Quelques poèmes de Carlos 1
C’est la philanthrope Angela Georgina Budett-Coutts (peinte ici par un artiste inconnu) qui m’a rendu visite ce soir, question de faire le tour de mon rayon poésie. Et après avoir longtemps feuilleté des titres ici et là, retrouvé des auteurs aimés, c’est en compagnie du recueil La machine du monde et autres poèmes du Brésilien Carlos Drummond de Andrade qu’elle s’est installée et qu’elle a choisi d’offrir aux lectrices du soir, en commençant par cet extrait :
AIMER
Que peut une créature sinon,
entre créatures, aimer?
aimer et oublier,
aimer et malaimer,
aimer, désaimer, aimer?
aimer, et le regard fixe même, aimer?
Que peut, demandé-je, l’être amoureux,
tout seul, en rotation universelle, sinon
tourner aussi, et aimer?
aimer ce que la mer apporte à la plage,
ce qu’elle ensevelit, et ce qui, dans la brise marine,
est sel, ou besoin d’amour, ou simple tourment?

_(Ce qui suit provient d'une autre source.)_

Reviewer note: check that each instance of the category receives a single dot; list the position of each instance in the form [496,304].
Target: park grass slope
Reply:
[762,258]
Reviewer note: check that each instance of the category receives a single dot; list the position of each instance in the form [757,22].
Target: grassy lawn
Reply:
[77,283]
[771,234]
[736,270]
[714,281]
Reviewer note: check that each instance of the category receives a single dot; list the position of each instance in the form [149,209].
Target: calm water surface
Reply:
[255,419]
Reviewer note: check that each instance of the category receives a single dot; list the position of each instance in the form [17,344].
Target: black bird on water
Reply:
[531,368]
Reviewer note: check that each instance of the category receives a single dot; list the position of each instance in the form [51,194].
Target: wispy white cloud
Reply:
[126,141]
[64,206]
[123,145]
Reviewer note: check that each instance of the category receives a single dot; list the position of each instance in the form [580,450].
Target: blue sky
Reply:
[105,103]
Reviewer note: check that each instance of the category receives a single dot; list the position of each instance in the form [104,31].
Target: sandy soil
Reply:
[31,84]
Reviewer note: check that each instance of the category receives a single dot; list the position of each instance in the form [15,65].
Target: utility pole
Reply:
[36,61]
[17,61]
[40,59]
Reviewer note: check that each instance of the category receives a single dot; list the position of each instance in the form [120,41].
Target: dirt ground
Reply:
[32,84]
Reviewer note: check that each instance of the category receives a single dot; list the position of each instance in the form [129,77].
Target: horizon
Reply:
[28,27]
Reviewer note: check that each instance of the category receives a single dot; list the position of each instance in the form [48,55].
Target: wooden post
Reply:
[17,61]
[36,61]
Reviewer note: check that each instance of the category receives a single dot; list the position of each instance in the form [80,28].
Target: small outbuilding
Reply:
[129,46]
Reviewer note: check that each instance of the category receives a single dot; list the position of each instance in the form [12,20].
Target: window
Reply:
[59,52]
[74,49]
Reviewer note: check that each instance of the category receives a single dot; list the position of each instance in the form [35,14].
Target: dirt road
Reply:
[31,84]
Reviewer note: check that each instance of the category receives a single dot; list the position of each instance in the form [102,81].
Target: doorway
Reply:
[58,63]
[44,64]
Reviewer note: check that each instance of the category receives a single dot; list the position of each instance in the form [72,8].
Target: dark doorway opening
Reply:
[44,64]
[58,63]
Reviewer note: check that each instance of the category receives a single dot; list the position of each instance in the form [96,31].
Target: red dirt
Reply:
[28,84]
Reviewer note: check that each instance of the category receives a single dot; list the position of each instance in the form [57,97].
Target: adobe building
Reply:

Aimer solennellement les palmiers du désert,
ce qui est abandon ou attente adoratrice,
et aimer l’inhospitalier, l’âpre,
un vase sans fleur, un parterre de fer,
et la poitrine inerte, et la rue vue en rêve, et un oiseau de proie.
Tel est notre destin : amour sans compter,
distribué parmi les choses perfides ou nulles,
donation illimitée à une complète ingratitude,
et dans la conque vide de l’amour la quête apeurée,
patiente, de plus en plus d’amour.
Aimer notre manque même d’amour, et dans notre sécheresse
aimer l’eau implicite, et le baiser tacite, et la soif infinie.